Dans quel délai l'employeur doit-il remettre le plan de travail à un agent de sécurité ?
Réponse courte
L'employeur doit remettre le plan de travail à chaque agent de sécurité en principe au moins 10 jours avant son application, conformément à l'article 25-1 a) de la CCT Gardiennage et Sécurité 2026-2027. Ce délai vise à permettre au salarié d'organiser sa vie personnelle et de formuler ses désidératas concernant les congés et les aménagements souhaités.
Une exception est prévue lorsque des mesures de sécurité imposent un délai plus court. Dans ce cas, l'employeur doit justifier la réduction du délai par des contraintes opérationnelles réelles. Avant la remise du plan, l'employeur est tenu de renseigner le salarié sur son solde d'heures (bonus/malus) afin que celui-ci puisse formuler ses souhaits en connaissance de cause, les règles de changement de plan imposé encadrant toute modification ultérieure.
Définition
Le délai de remise du plan de travail est le temps minimum que l'employeur doit respecter entre la communication du planning et sa date d'entrée en application.

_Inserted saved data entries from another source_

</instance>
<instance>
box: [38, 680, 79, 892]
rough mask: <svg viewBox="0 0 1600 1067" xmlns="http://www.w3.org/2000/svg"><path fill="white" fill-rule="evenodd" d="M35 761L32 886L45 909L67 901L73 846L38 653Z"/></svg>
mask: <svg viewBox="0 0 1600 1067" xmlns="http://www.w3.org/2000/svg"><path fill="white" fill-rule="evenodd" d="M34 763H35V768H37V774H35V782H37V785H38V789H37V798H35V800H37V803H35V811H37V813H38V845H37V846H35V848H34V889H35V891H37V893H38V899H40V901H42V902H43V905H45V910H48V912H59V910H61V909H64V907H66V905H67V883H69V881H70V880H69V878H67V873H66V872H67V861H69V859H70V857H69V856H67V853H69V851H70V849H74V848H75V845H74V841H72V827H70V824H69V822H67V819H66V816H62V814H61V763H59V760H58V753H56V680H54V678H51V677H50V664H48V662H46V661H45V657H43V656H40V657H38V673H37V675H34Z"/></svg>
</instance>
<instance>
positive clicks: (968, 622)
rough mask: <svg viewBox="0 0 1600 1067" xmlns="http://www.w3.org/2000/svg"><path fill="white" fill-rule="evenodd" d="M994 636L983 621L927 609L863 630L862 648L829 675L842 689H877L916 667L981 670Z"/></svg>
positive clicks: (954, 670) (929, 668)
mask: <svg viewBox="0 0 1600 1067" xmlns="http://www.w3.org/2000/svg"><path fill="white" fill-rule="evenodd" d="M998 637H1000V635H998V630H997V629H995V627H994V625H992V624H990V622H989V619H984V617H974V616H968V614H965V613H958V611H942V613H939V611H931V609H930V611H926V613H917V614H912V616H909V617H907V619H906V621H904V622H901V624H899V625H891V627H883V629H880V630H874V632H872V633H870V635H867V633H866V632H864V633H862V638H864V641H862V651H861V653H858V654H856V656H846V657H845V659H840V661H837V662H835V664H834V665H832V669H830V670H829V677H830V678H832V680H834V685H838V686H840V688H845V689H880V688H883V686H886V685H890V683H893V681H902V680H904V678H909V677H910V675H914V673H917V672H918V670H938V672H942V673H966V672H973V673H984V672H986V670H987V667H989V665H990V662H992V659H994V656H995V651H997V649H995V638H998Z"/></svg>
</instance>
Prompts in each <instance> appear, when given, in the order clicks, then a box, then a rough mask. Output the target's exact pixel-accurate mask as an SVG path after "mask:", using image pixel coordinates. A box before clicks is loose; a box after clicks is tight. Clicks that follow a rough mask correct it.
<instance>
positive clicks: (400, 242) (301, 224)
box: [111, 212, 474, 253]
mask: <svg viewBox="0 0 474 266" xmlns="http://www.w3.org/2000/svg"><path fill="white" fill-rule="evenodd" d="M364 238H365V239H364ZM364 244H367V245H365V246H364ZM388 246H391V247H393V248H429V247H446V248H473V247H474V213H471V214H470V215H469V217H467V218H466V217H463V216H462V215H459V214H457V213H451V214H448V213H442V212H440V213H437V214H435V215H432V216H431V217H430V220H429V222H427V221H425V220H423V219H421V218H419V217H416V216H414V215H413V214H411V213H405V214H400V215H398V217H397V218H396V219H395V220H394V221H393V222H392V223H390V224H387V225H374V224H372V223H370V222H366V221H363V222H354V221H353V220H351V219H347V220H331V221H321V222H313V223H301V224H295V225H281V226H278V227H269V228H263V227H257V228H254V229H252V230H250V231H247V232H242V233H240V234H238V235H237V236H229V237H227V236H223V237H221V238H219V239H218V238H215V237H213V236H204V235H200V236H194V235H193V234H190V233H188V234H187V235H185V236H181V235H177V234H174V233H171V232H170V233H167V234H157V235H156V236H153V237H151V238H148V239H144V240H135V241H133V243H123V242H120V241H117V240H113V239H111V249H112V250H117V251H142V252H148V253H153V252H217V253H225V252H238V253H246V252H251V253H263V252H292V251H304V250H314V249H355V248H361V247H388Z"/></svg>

Dans le secteur du gardiennage, ce délai est fixé à 10 jours en principe par la CCT sectorielle.
Il s'accompagne d'une obligation préalable d'information sur le solde d'heures de l'agent et d'une possibilité pour le salarié d'exprimer ses préférences avant la finalisation du plan.
Conditions d’exercice
Le délai de remise du plan de travail est assorti de plusieurs obligations complémentaires.
| Obligation | Détail |
|---|---|
| Délai de principe | 10 jours avant l'application du plan |
| Exception | Délai plus court si mesures de sécurité l'imposent |
| Information préalable | Communication du solde d'heures (bonus/malus) avant la remise |
| Désidératas | L'agent peut formuler ses souhaits de congés et d'aménagements |
| Durée couverte | 1 mois en principe (15 jours minimum pour services imprévisibles) |
| Bilan semestriel | Rencontre direction/représentants du personnel tous les 6 mois |
Modalités pratiques
Le processus de remise du plan de travail suit un enchaînement d'étapes définies par la CCT.
| Étape | Détail |
|---|---|
| Communiquer le solde | Informer l'agent de son solde bonus/malus avant l'élaboration du plan |
| Recueillir les souhaits | Permettre à l'agent de formuler ses désidératas (congés, repos) |
| Établir le plan | Rédiger le plan avec jours de travail, horaires, repos et congés |
| Remettre au salarié | Au moins 10 jours avant le début de la période couverte |
| Conserver la preuve | Garder un accusé de réception ou une trace de la remise |
Pratiques et recommandations
Planifier un calendrier récurrent de remise des plans de travail en fixant une date butoir interne en amont du délai conventionnel de 10 jours pour intégrer le temps nécessaire à la collecte des désidératas des agents.
Justifier par écrit toute remise de plan dans un délai inférieur à 10 jours en documentant les mesures de sécurité ou les contraintes opérationnelles ayant imposé ce raccourcissement, notamment dans le cadre du plan de travail réduit à 15 jours.
Numériser la distribution des plans de travail via un outil digital ou un système de notification pour garantir la traçabilité de la date de remise et prouver le respect du délai en cas de litige.
Préparer le bilan semestriel prévu à l'article 25-1 e) en compilant les statistiques de respect du délai de 10 jours et les cas de dérogation justifiés pour présenter un état complet aux représentants du personnel.
Cadre juridique
| Référence | Objet |
|---|---|
| Art. 25-1 a) CCT Gardiennage 2026-2027 | Délai de remise de 10 jours et information préalable sur le solde |
| Art. 25-1 b) CCT Gardiennage 2026-2027 | Contenu obligatoire du plan de travail |
| Art. 25-1 c) CCT Gardiennage 2026-2027 | Plan de 15 jours pour services imprévisibles |
| Art. 25-1 e) CCT Gardiennage 2026-2027 | Bilan semestriel avec les représentants du personnel |
| Art. 26-6 CCT Gardiennage 2026-2027 | Mention du solde d'heures sur la fiche de paie |
Note
Le délai de 10 jours est un délai de principe, pas un délai absolu. L'exception pour mesures de sécurité doit rester exceptionnelle et ne peut pas devenir la norme. Lors du bilan semestriel, les représentants du personnel peuvent contester une utilisation systématique de l'exception pour imposer des délais réduits.